Recently, Zhang-Qi Feng` research group from the School of Chemical Engineering has made a big step forward in on-line monitoring and analysis of body micro pressure. The study attempts to build a new strategy for prediction and real-time tracking of cardiovascular and respiratory diseases by in situ monitoring rhythmic pressure changing of cardiovascular and respiratory diaphragms.


The latest research results were published in the international top journal ADVANCED MATERIALS as of title “High-Performance Polyvinylidene Difluoride/Dopamine Core/Shell Piezoelectric Nanofiber and Its Application for Biomedical Sensors ", doctoral student Li Tong is the first author of this research paper.

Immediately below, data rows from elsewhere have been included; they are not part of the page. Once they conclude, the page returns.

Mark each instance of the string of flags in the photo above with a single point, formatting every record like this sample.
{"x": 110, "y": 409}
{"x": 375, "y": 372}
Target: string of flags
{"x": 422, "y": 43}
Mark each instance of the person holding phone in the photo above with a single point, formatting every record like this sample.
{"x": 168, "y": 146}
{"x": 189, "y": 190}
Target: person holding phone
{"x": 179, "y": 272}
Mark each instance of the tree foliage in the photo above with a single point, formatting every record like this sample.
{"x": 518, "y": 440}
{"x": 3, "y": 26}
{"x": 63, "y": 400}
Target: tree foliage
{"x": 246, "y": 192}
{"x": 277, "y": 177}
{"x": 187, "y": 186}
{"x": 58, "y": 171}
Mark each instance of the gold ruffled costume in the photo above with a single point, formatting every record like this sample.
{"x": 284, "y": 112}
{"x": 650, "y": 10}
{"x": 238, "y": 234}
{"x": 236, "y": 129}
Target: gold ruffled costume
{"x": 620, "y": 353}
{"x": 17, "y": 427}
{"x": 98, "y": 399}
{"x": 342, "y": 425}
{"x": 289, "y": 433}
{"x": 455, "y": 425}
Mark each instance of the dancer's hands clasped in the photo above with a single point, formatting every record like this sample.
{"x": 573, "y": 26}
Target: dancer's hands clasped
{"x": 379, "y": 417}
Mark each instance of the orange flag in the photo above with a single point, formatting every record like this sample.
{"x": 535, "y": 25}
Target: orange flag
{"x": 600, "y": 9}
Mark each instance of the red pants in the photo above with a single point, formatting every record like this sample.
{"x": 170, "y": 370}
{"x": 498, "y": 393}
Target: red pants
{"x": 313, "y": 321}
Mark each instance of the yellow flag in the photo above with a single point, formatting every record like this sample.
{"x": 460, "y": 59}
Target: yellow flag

High performance bioelectronic fiber and its application in monitoring physiological pressure in vivo.


The study developed a simple one-step strategy for fabricating core/shell PVDF/DA NFs based on the electrospinning method. Introducing appropriate amount of DA (1.0 wt%) would greatly facilitate the spontaneous formation and alignment of β-phase PVDF during the electrospinning process. This powerful self-assembly process was attributed to the formation of a ontinuous DA nanoshell around the PVDF NF core as a result of electrostatic repulsion amount charged DA molecules.


Strong intermolecular interaction between the -NH2 groups on DA and -CF2 groups on PVDF was believed essential to align the PVDF chains and promote nucleation of the β-phase PVDF. This continuous interfacial interaction was also believed to be able to improve the β-phase stability. The as-received PVDF/DA NFs exhibited superb piezoelectric property (d33 = −59.4 pm V–1) with excellent stability and biocompatibility. Flexible thin films composed of random stacking of PVDF/DA NFs were fabricated as piezoelectric sensors. This device could be conformally attached to various body surfaces (chest, neck, and wrist) providing an accurate reading of the weak mechanical stimulations from blood pulsations. This sensor device was also implanted on diaphragm in the abdominal cavity and on the femoral artery of mice to monitor the breathing patterns and arterial stiffness. It demonstrated a strong capability to accurately and rapidly detect the changes of diaphragmatic contraction and peripheral arterial walls when the mouse was at different physiological states.


At present, with the assistance of the Nanjing Jingling Hospital and the State Key Laboratory of Bioelectronics of Southeast University, the study has successfully completed a long term animal clinical research for two years, and established the systematic clinical test standards and biological environment parameters. The powerful function of the piezoelectric sensors can also offer great potential for the early assessment and prevention of cardiovascular diseases and respiratory disorders, as well as many pressure-related acute and chronic diseases (e.g., brain injury, hydrocephalus, tumor regeneration, glaucoma pulmonary tuberculosis, and even emphysema, etc.) More broadly, the piezoelectric PVDF/ DA NFs could be employed to harvest energy from alternative biological deformations (e.g., the beating of heart and the breathing of lungs, etc.) to produce useful electrical stimulation for tissue repair/regeneration and even disease treatment. This soft piezoelectric material and device design strategy will bring profound impacts to the development of smart biomedical electronics in regenerative medicine, drug delivery, and medical therapeutics.


This research achievement marks a solid step of the NJUST in the new research field of Bioinformatics and Bioelectronics and lays a foundation for the development of new frontier interdisciplinary. The research was supported by the National Natural Science Foundation of China, the natural science foundation of Jiangsu Province, and the Fundamental Research Funds for the Central Universities.